Publication productivity of Polish scientists in a longitudinal perspective: doctoral and postdoctoral career stages
Abstract
In our study, we approach scientific productivity in a longitudinal perspective, tracking the careers of scientists over time (for up to 40 years). First, we classify scientists into decile-based classes of publication productivity – from the lowest 10% to the highest 10%. We then analyze mobility patterns between these classes at two stages of academic career: before and after habilitation degree (i.e., with only a PhD and with only habilitation degree).
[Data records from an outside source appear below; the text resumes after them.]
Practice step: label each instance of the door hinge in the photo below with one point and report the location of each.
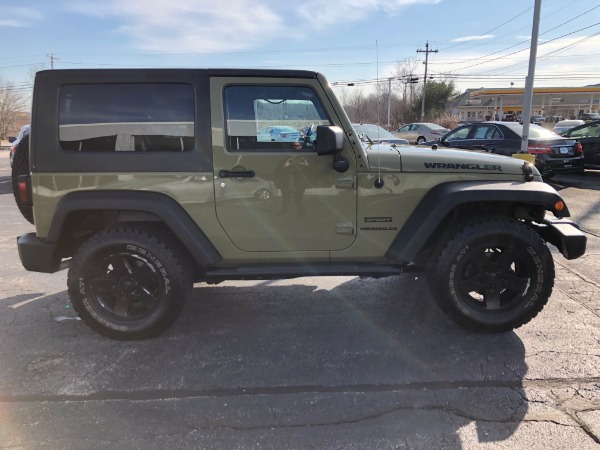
(345, 183)
(345, 228)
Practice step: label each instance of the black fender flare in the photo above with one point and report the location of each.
(147, 204)
(443, 198)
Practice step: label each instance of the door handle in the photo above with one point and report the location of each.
(236, 173)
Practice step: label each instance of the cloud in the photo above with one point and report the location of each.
(327, 13)
(190, 26)
(473, 38)
(17, 17)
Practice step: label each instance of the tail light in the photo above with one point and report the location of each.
(536, 149)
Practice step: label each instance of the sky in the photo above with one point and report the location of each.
(479, 43)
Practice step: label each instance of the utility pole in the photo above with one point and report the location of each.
(528, 97)
(52, 59)
(389, 100)
(427, 52)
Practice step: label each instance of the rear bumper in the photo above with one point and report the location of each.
(37, 255)
(564, 235)
(555, 165)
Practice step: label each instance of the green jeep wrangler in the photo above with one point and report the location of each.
(145, 181)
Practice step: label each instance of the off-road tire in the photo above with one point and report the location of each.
(494, 275)
(129, 283)
(21, 167)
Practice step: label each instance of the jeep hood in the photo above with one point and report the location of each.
(424, 159)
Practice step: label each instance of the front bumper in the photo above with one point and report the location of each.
(564, 235)
(37, 255)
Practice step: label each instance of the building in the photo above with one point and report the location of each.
(491, 104)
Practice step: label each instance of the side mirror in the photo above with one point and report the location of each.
(330, 140)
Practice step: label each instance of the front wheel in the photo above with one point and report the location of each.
(495, 275)
(128, 283)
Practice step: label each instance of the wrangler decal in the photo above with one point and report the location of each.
(467, 166)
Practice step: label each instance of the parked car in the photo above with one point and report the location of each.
(278, 134)
(13, 148)
(565, 125)
(589, 117)
(538, 119)
(376, 134)
(588, 135)
(553, 153)
(419, 133)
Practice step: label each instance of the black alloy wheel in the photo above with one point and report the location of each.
(495, 275)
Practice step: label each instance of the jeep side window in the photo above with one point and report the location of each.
(141, 117)
(270, 118)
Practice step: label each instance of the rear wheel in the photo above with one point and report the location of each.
(495, 275)
(127, 283)
(21, 167)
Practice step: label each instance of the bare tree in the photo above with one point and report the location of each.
(13, 106)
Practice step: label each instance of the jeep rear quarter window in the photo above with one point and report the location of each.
(270, 118)
(150, 117)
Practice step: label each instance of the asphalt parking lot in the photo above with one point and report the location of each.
(337, 362)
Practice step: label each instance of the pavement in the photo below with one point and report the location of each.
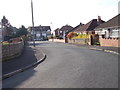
(30, 57)
(114, 50)
(69, 66)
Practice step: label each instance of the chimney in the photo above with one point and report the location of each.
(99, 20)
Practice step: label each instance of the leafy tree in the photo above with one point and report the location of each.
(22, 31)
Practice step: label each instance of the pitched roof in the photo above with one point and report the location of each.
(89, 26)
(77, 27)
(65, 28)
(43, 28)
(114, 22)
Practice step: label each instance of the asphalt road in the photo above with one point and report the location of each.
(69, 66)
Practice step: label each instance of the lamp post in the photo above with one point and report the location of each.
(33, 23)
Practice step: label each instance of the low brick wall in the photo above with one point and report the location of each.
(110, 42)
(12, 50)
(57, 40)
(78, 41)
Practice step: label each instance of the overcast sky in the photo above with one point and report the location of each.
(59, 12)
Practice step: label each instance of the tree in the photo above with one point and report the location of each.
(22, 31)
(4, 21)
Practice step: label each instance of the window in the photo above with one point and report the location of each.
(115, 32)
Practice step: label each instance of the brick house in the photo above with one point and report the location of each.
(89, 27)
(40, 32)
(110, 29)
(109, 32)
(63, 30)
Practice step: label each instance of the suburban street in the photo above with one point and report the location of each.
(68, 66)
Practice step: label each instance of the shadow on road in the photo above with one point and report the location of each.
(27, 58)
(18, 79)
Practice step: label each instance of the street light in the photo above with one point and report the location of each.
(33, 23)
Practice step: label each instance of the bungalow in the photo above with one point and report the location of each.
(89, 27)
(40, 32)
(56, 32)
(109, 32)
(63, 30)
(110, 29)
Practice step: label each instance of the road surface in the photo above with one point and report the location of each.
(69, 66)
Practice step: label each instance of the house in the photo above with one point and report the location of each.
(110, 29)
(89, 27)
(77, 27)
(56, 32)
(63, 30)
(39, 32)
(109, 32)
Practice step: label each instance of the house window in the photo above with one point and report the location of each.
(115, 32)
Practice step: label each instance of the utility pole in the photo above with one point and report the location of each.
(33, 24)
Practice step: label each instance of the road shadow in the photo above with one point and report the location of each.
(18, 79)
(26, 58)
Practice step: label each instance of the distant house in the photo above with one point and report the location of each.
(89, 27)
(109, 32)
(110, 29)
(56, 32)
(63, 30)
(40, 32)
(77, 27)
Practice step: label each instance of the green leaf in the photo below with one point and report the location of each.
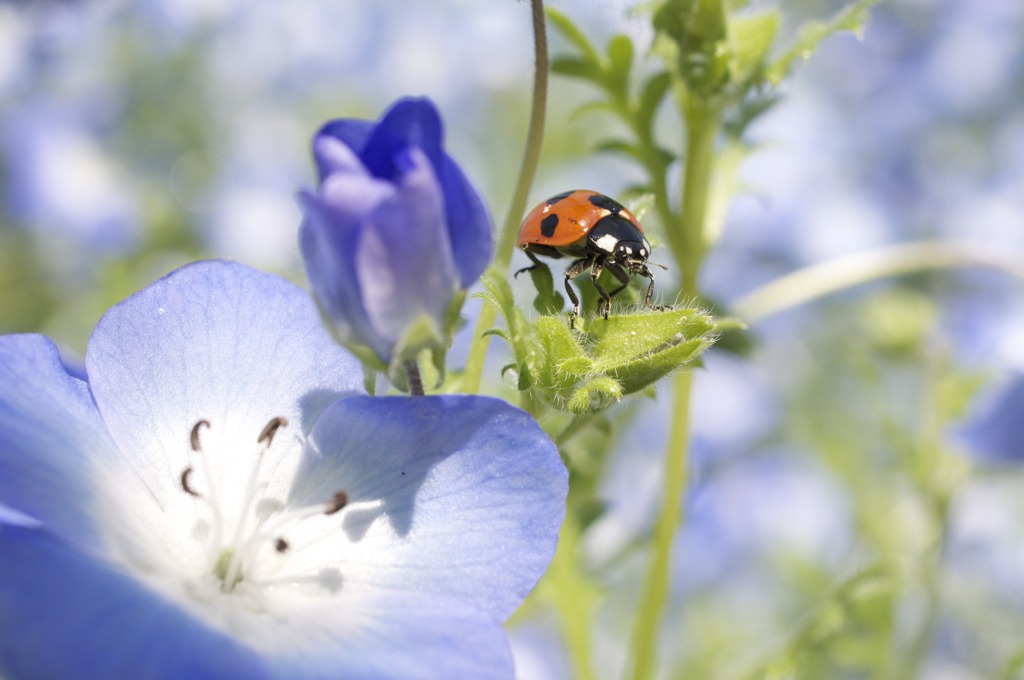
(620, 146)
(594, 395)
(548, 300)
(568, 30)
(809, 37)
(594, 368)
(577, 68)
(751, 38)
(621, 62)
(650, 98)
(697, 33)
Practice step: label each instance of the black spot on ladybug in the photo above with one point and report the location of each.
(559, 197)
(605, 203)
(548, 224)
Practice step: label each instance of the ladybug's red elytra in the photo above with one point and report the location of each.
(597, 230)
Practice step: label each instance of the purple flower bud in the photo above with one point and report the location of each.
(393, 231)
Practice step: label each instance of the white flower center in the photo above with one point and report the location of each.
(248, 548)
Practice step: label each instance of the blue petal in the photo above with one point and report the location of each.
(995, 430)
(401, 636)
(65, 614)
(351, 133)
(51, 438)
(469, 223)
(473, 495)
(329, 239)
(215, 341)
(403, 259)
(410, 123)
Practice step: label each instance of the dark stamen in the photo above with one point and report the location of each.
(339, 501)
(195, 433)
(270, 429)
(185, 484)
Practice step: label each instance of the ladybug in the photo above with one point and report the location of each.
(597, 230)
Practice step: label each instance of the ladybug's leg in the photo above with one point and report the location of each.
(536, 263)
(621, 274)
(574, 270)
(645, 271)
(595, 272)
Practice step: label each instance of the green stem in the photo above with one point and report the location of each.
(688, 247)
(510, 228)
(843, 272)
(654, 594)
(572, 599)
(413, 377)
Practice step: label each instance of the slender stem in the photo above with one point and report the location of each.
(510, 228)
(823, 279)
(413, 376)
(688, 246)
(654, 593)
(572, 599)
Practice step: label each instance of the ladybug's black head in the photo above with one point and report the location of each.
(632, 252)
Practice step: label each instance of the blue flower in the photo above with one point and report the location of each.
(218, 501)
(393, 231)
(994, 429)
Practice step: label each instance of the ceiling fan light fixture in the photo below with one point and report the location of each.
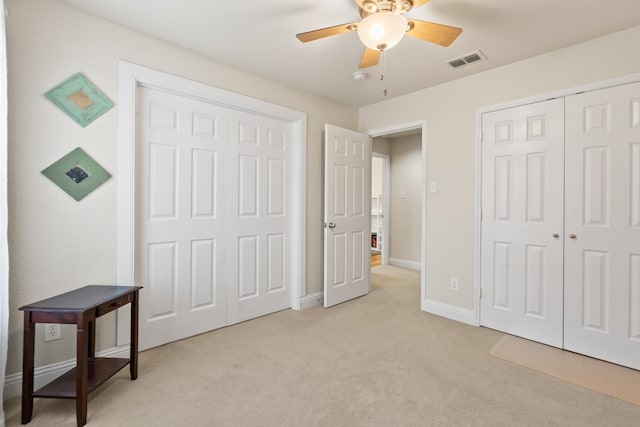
(382, 30)
(369, 6)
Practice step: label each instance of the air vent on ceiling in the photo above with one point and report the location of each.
(467, 59)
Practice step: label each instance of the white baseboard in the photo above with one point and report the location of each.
(45, 374)
(311, 300)
(449, 311)
(403, 263)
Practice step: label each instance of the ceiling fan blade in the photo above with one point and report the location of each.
(326, 32)
(370, 57)
(439, 34)
(418, 3)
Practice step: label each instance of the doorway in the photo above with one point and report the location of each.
(417, 195)
(380, 188)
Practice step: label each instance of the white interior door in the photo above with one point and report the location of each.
(522, 221)
(602, 279)
(347, 215)
(180, 216)
(259, 213)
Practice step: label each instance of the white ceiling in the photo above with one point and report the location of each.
(259, 36)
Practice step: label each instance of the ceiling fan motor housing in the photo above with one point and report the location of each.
(370, 7)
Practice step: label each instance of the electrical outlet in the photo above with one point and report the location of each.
(52, 331)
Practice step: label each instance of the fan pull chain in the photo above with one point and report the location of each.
(384, 70)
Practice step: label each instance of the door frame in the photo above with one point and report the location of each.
(386, 204)
(130, 77)
(603, 84)
(389, 131)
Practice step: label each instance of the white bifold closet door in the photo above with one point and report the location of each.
(576, 287)
(522, 201)
(213, 216)
(602, 244)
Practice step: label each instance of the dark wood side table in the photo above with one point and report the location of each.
(80, 307)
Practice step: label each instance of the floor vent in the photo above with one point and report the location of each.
(467, 59)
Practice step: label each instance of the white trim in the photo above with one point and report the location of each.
(604, 84)
(45, 374)
(390, 130)
(4, 242)
(452, 312)
(311, 300)
(404, 263)
(130, 77)
(386, 205)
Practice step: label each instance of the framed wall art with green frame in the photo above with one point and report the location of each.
(80, 99)
(77, 174)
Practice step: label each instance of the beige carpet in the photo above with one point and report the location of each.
(375, 361)
(614, 380)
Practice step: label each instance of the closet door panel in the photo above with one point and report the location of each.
(602, 244)
(522, 204)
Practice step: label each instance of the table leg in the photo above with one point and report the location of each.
(133, 361)
(28, 343)
(92, 339)
(82, 369)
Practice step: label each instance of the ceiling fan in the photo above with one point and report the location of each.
(383, 25)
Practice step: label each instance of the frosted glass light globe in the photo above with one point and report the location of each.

Our results confirm that radical changes in the level of publication productivity (both increases and decreases) do not occur in the Polish science system, similarly to other highly developed countries. Researchers with a very weak publication record to date have little chance of achieving very high productivity in the future, regardless of their field of science (within STEMM fields: science, technology, engineering, mathematics and medicine). Our research indicates a long-term nature of academic careers: publication productivity at the pre-habilitation stage strongly influences productivity in the more independent period of academic work at the post-habilitation stage. We use microdata on academic careers (from the OPI PIB database) and metadata on publications (from the raw Scopus database). Polish scientists with habilitation degree often remain in their assigned productivity classes for many years: researchers with very high publication productivity maintain their status, as do researchers with very low productivity. The results of logistic regression analysis strongly support our two-dimensional findings. The study covers all Polish scientists with habilitation degree visible on the international stage through scientific articles indexed in the Scopus database in five STEMM fields (N = 4165; Nart = 71,841 articles).